As all the catastrophic conditions mentioned above progress, they eventually cause nausea and then vomiting.  A clinical pearl: when nausea / vomiting precede the pain, it may well be due to gastroenteritis.  But when pain begins first, seek something more serious.

But let’s say, like the vast majority of persons presenting with recent onset of generalized abdominal pain, our patient isn’t a compromised host, & has no risk factors for vascular catastrophes.  We might order a simple dipstick urinalysis, for new-onset diabetes or the rare UTI without dysuria.  But if this is negative, and our exam benign, our diagnosis will also be benign.

  • If there’s a bloating sensation, call it Dyspepsia.
  • If the abdomen is soft, but you elicit tenderness to palpation especially while the patient is flexing their abs (like doing a partial sit-up, a.k.a. “Carnett’s Sign” [med trivia]), they probably have an abdominal wall Muscle Strain.
  • If there’s diarrhea, or nausea/vomiting that preceded the pain, we’re probably dealing with Gastroenteritis.  As we mentioned before, never make this diagnosis casually.  If pain began before the nausea, strongly suspect an alternative etiology.

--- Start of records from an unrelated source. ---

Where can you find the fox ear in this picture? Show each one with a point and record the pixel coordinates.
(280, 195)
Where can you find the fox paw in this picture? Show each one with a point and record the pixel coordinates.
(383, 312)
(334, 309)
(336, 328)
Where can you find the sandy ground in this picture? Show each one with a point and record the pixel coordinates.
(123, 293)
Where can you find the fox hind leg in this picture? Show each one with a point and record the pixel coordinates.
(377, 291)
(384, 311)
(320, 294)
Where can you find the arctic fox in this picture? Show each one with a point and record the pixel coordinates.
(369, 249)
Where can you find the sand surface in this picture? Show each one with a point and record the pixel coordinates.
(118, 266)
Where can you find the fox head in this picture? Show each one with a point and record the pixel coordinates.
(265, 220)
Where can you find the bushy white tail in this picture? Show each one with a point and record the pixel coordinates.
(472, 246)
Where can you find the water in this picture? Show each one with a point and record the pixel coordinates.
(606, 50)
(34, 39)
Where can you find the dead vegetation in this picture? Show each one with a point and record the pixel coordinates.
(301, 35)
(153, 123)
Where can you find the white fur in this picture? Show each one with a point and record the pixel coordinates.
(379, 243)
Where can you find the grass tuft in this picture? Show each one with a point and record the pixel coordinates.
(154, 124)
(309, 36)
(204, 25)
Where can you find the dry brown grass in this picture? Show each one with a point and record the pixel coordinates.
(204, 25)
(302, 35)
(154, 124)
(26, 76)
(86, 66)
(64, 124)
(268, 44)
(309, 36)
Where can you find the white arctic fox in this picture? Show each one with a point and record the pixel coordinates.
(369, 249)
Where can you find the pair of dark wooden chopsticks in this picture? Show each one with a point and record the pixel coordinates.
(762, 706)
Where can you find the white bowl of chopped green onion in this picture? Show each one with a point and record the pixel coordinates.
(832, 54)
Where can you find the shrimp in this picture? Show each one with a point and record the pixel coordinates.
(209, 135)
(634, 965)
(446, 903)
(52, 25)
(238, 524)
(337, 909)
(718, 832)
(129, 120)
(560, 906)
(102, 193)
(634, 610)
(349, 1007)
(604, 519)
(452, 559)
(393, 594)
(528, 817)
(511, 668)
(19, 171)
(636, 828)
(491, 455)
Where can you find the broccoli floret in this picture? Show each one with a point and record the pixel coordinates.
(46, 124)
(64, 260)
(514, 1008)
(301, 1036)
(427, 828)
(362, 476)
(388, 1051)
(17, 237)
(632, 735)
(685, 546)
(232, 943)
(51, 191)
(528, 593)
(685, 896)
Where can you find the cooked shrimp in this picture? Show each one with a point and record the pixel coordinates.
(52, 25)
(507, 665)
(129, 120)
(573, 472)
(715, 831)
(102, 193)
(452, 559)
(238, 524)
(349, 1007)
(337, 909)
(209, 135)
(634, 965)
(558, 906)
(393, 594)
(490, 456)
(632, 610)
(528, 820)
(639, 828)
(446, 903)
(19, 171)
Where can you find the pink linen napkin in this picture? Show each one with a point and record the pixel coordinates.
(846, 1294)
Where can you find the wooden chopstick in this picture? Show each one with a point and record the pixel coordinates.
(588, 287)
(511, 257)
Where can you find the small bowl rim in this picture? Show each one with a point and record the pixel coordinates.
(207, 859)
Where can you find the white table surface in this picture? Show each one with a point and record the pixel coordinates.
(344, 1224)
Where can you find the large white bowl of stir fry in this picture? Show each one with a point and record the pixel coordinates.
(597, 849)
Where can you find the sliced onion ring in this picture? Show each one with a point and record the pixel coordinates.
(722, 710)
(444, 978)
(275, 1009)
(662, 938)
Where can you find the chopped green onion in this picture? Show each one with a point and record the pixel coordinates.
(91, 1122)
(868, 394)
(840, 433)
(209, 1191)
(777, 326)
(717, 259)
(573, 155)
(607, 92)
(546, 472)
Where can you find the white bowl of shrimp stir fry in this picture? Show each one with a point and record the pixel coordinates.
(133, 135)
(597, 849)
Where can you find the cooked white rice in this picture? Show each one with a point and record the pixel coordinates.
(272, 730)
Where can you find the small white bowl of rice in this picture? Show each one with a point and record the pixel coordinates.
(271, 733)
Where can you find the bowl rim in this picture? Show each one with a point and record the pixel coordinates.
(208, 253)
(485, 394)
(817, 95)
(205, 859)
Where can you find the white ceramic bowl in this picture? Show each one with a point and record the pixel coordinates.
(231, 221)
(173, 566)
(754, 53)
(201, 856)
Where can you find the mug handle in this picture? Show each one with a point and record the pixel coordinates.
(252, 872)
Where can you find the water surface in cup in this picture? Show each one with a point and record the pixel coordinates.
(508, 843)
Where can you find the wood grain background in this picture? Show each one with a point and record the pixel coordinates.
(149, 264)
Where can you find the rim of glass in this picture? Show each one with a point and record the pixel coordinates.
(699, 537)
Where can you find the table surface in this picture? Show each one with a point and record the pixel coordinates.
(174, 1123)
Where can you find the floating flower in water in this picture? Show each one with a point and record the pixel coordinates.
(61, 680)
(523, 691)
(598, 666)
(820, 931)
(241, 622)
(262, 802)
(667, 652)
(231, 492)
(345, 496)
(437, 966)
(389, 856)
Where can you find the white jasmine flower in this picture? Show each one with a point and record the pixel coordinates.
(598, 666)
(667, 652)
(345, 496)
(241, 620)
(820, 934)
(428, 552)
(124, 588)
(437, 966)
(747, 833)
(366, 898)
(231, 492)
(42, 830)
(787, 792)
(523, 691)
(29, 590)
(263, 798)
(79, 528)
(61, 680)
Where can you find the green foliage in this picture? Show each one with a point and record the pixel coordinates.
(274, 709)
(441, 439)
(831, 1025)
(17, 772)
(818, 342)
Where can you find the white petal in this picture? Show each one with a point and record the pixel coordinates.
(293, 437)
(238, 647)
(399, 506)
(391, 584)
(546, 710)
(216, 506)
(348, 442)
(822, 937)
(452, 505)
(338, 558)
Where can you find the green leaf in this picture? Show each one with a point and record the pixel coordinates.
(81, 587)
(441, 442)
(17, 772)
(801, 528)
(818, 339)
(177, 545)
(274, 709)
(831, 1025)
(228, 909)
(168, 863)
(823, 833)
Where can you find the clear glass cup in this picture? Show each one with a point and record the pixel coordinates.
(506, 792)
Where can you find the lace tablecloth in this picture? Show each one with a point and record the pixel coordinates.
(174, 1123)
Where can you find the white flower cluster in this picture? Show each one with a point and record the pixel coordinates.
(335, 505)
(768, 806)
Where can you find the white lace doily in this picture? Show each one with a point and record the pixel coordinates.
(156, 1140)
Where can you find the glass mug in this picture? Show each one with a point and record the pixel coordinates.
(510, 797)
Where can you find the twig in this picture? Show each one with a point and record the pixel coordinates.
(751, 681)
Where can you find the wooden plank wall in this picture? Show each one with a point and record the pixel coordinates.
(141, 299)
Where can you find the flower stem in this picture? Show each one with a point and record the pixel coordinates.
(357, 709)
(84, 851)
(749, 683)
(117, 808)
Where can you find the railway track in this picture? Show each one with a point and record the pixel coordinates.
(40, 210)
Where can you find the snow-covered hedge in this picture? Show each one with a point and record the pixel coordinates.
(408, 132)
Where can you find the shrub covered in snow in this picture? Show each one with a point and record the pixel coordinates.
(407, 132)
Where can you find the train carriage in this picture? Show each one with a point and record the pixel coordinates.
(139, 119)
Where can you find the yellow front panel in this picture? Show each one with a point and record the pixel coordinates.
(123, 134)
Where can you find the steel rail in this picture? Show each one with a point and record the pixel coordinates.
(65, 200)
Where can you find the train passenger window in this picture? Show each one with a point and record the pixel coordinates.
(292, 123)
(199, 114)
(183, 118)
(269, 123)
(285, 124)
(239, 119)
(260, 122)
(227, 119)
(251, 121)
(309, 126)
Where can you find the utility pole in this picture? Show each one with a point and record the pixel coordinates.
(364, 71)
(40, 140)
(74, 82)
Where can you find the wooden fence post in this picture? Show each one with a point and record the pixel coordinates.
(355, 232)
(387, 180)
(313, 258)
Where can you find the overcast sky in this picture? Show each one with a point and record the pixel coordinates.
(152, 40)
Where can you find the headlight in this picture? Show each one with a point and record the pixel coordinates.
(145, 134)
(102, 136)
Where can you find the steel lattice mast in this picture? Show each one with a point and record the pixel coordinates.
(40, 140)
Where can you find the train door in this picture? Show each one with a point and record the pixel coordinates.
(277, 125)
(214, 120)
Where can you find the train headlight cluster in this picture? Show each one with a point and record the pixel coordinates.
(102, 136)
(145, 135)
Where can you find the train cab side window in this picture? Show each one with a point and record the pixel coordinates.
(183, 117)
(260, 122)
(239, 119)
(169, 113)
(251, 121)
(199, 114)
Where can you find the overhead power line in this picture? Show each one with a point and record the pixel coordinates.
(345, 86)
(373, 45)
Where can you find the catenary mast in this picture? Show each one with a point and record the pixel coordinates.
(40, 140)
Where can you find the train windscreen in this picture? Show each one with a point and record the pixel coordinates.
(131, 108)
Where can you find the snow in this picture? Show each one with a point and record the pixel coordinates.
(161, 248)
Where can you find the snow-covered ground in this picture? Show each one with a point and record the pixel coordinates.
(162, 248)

All these conditions are self-limiting, so it doesn’t really matter if we’re wrong.  Trying to distinguish allows us to recommend / prescribe an appropriate treatment.  But I still like to keep an intellectual sincerity, knowing know that there’s no gold standard for my guesswork.

And, as discussed previously, don’t miss Early Appendicitis, during the first 24 (maybe 48) hours.  The pain is non-descript, diffusely located.  Key symptom is anorexia.  Key sign is mild but persistent RLQ tenderness despite every effort to distract.